China’s three mobile network operators will spend a combined $180 billion on 5G infrastructure over the coming seven years.

This is according to a South China Morning Post report on Monday citing Jefferies equity analyst Edison Lee, who said the outlay will eclipse by 48% the $117 billion cumulative investment that China Mobile, China Unicom, and China Telecom made in 4G.

It is also nearly four times the amount that China’s biggest regional rival, Japan, plans to spend on 5G – approximately $46 billion – over the same period, Lee said.

The higher capital spending will be driven by the use of higher-frequency spectrum bands, necessitating the deployment of a more base stations, and the push to reach nationwide coverage, a feat China Mobile is expected to achieve by 2021.

Jefferies is particularly bullish on subscriber numbers, predicting 588.3 million 5G subscriptions in mainland China alone by 2022. By comparison, Ericsson expects the number of 5G subscriptions to reach 550 million worldwide by the same year.

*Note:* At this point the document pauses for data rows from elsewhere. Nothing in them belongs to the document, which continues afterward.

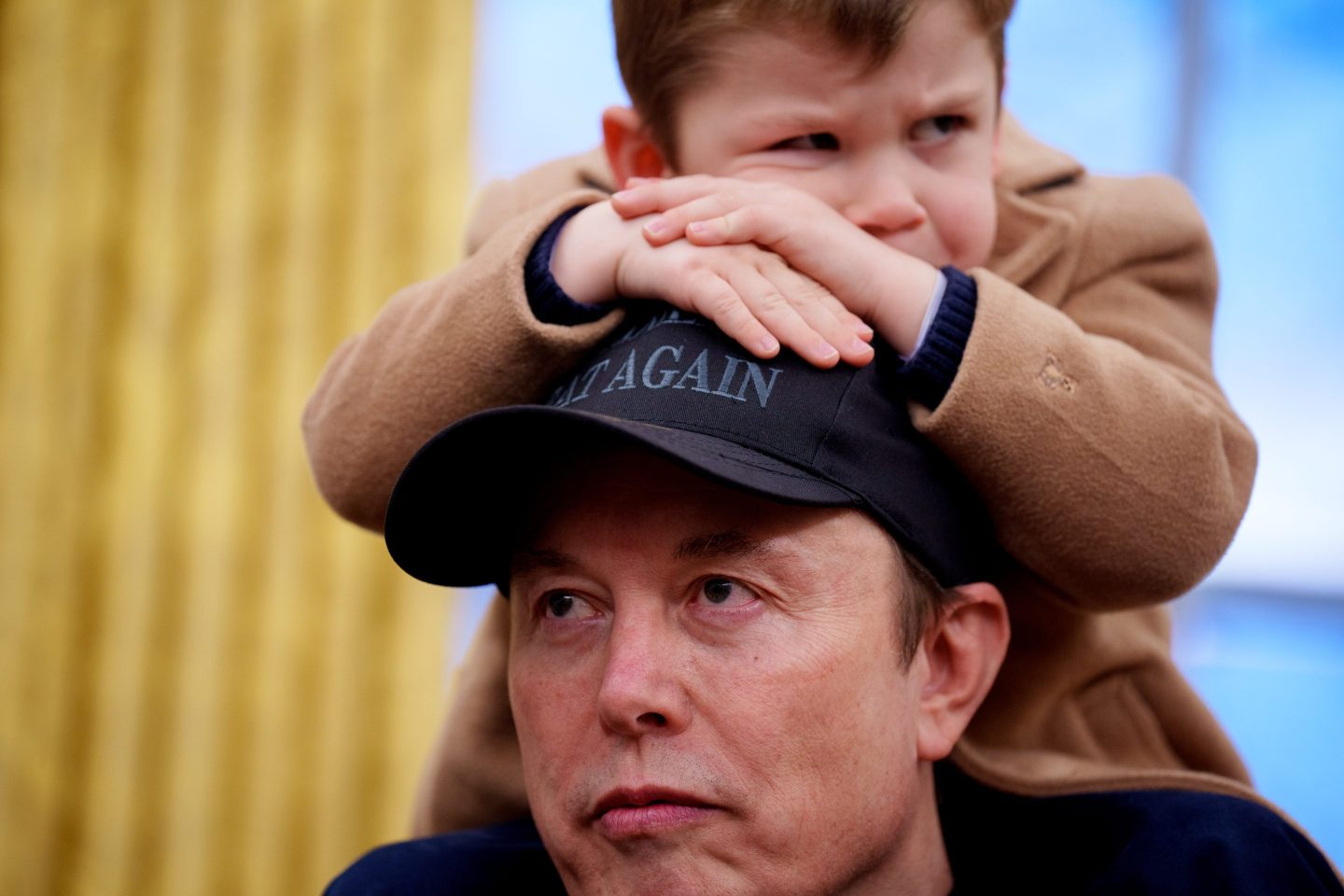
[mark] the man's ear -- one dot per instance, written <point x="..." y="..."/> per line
<point x="629" y="149"/>
<point x="961" y="651"/>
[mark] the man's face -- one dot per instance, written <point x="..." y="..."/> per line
<point x="904" y="150"/>
<point x="708" y="691"/>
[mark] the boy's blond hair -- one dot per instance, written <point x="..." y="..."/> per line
<point x="665" y="48"/>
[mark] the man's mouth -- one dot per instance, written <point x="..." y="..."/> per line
<point x="628" y="813"/>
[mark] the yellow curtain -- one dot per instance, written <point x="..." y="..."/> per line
<point x="207" y="682"/>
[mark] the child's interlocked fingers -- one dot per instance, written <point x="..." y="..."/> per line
<point x="871" y="278"/>
<point x="751" y="293"/>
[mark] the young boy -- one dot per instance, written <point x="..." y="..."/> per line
<point x="824" y="167"/>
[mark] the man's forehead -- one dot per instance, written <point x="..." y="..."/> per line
<point x="668" y="512"/>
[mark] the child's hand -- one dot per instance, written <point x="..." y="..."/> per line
<point x="885" y="287"/>
<point x="748" y="290"/>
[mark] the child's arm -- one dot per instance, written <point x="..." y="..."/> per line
<point x="470" y="339"/>
<point x="1086" y="412"/>
<point x="1086" y="415"/>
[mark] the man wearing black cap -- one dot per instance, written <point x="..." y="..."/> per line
<point x="749" y="614"/>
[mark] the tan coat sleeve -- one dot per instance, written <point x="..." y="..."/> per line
<point x="437" y="352"/>
<point x="1090" y="424"/>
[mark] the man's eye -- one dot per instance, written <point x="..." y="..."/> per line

"Major Chinese Internet companies, Baidu, Alibaba Group and Tencent Holdings, will lead the way in introducing advanced consumer services based on 4K and 8K video, as well as augmented and virtual reality technologies, on the new 5G networks," Lee said in Monday’s SCMP report. "Smart city initiatives will take advantage of the 5G networks to make use of artificial intelligence for public security, traffic management and disaster management."